There is limited number of study about effectiveness of anti-MEK1 agents in NSCLC patients that proved their activity in combinations with chemotherapy or in monotherapy. Moreover, efficacy of EGFR- and BRAF-targeted drugs has not been sufficiently investigated in MEK1-mutated patients [5, 12, 13]. There are some MEK inhibitors (selumetinib and trametinib) that showed promising antitumor effects in various cancers including melanoma and NSCLC with RAS/RAF disorders. Trametinib showed favorable clinical efficacy in a phase III trial in treatment of BRAF-mutated melanoma patients in comparison to chemotherapy [median progression-free survival (PFS) was 4.8 vs 1.5 months (p < 0.001); 6 months OS was 81 vs 67 % (p < 0.01)] [4]. Trametinib monotherapy activity was also observed in RAS-mutant NSCLC patients (partial response—7 % and stable disease—53 % of patients) [14]. However, Blumenschein et al. showed no superiority in trametinib with docetaxel compared with docetaxel alone as a second-line therapy in previously treated KRAS-mutant NSCLC patients [5]. Janne et al. [15] showed an improvement in both PFS and ORR with the combination of selumetinib and docetaxel (vs docetaxel alone) in patients with KRAS-mutant NSCLC. Also pimasertib (AS703026, MSC1936369B) may be used as noncompetitive second-generation inhibitor of MEK in RAS/RAF-mutated solid tumors [13, 16]. Qu et al. [13] suggested that the combination of MEK-TKI and a PIK3/mTOR-TKI may be effective in controlling of chemotherapy-resistant tumors.

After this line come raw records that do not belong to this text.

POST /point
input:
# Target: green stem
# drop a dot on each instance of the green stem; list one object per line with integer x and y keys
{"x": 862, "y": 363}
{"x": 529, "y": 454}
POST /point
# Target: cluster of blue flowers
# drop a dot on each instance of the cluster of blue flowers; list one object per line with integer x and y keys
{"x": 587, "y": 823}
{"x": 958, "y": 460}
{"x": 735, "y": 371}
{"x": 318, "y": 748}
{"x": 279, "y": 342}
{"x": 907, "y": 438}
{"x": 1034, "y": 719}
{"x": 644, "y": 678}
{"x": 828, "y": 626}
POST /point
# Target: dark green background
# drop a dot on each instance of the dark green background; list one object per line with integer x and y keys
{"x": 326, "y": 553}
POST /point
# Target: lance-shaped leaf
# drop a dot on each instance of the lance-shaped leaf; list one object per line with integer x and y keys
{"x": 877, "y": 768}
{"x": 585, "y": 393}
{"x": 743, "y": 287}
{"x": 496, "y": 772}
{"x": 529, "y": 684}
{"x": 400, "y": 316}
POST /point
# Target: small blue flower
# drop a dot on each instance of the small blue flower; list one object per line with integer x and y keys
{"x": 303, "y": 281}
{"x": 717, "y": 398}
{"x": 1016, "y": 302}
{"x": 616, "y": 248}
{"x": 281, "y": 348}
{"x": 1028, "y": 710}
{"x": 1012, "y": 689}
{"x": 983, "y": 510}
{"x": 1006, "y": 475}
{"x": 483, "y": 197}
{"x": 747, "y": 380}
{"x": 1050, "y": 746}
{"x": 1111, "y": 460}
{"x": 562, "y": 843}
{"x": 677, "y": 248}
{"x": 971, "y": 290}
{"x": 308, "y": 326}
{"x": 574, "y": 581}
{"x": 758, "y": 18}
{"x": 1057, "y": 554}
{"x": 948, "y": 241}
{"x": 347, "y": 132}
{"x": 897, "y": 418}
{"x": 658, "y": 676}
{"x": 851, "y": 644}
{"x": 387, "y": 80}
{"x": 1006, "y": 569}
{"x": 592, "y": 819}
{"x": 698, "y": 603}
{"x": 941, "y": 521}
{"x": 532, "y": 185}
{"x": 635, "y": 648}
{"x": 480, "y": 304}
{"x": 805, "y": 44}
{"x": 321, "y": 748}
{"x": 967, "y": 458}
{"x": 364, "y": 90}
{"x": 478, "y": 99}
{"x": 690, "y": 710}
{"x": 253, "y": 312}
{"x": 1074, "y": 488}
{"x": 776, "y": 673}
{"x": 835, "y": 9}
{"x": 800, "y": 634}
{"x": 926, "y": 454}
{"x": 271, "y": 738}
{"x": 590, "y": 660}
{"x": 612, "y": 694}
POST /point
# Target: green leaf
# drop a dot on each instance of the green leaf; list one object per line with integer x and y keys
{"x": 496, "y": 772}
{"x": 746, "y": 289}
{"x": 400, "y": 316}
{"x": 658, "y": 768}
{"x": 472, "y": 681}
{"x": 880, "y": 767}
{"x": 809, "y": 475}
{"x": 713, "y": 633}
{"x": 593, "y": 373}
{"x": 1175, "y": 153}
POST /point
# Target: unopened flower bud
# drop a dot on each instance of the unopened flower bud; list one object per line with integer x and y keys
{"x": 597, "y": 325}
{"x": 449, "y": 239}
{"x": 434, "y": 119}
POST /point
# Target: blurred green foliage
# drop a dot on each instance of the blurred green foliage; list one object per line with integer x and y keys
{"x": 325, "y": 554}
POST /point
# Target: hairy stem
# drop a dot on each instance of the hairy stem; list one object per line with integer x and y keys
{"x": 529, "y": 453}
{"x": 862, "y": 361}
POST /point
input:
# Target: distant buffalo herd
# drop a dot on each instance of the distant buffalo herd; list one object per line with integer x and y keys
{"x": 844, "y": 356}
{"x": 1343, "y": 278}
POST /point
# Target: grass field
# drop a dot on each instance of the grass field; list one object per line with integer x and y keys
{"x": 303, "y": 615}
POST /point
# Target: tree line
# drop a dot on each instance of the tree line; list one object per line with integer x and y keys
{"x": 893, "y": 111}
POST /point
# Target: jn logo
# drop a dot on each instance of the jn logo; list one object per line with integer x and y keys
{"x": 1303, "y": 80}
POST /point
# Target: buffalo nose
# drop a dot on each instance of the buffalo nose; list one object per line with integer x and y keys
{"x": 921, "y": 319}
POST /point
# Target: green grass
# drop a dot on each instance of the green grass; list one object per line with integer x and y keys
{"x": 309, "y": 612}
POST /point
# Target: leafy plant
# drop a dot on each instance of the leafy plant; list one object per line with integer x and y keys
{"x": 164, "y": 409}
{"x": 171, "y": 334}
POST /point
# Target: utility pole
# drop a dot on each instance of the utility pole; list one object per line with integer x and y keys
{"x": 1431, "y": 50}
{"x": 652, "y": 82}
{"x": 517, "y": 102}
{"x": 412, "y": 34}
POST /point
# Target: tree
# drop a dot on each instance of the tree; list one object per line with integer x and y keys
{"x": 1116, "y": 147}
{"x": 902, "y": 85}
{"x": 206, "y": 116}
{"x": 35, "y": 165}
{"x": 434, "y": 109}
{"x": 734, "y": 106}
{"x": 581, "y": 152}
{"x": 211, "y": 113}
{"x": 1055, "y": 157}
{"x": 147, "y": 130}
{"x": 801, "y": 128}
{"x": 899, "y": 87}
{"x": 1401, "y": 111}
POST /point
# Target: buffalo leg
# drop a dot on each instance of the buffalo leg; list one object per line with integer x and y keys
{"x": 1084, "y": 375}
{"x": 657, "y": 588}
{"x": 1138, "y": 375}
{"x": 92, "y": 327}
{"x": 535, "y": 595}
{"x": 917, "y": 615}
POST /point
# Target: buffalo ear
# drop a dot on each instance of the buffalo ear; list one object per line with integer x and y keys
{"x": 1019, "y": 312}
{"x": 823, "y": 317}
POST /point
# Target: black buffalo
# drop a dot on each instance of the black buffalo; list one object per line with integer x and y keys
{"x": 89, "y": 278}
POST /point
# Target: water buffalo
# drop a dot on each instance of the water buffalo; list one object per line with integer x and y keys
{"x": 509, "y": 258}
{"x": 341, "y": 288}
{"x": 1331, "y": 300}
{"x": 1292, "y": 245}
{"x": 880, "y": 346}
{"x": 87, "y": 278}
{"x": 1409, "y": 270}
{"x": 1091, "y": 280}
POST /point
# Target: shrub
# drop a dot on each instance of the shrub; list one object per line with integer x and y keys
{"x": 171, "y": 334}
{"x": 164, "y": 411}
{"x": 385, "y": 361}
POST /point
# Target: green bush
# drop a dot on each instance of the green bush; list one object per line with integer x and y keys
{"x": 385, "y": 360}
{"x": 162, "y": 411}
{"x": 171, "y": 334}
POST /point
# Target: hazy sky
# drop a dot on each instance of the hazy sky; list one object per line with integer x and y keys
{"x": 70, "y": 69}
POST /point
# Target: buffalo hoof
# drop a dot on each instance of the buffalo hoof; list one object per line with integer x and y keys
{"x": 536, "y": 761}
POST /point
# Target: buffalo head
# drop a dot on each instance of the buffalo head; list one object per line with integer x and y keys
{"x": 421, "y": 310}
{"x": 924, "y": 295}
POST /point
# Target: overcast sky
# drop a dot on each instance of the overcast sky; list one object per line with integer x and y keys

Based on the overall data we would like to conclude that the MEK1 gene mutations could be detectable in the CNS metastatic lesions of NSCLC. However, it needs more studies to confirm if MEK1 mutations can be preferably present in CNS metastases of adenocarcinoma and in patients with smoking status, like it was described in primary NSCLC tumors. The analysis of gene profile in cancer patients may extend the scope of molecularly targeted therapies used both in patients with primary and metastatic NSCLC. Moreover, in the near future, the personalized therapy based on the assessment of different gene mutations in NSCLC patients may become a reality.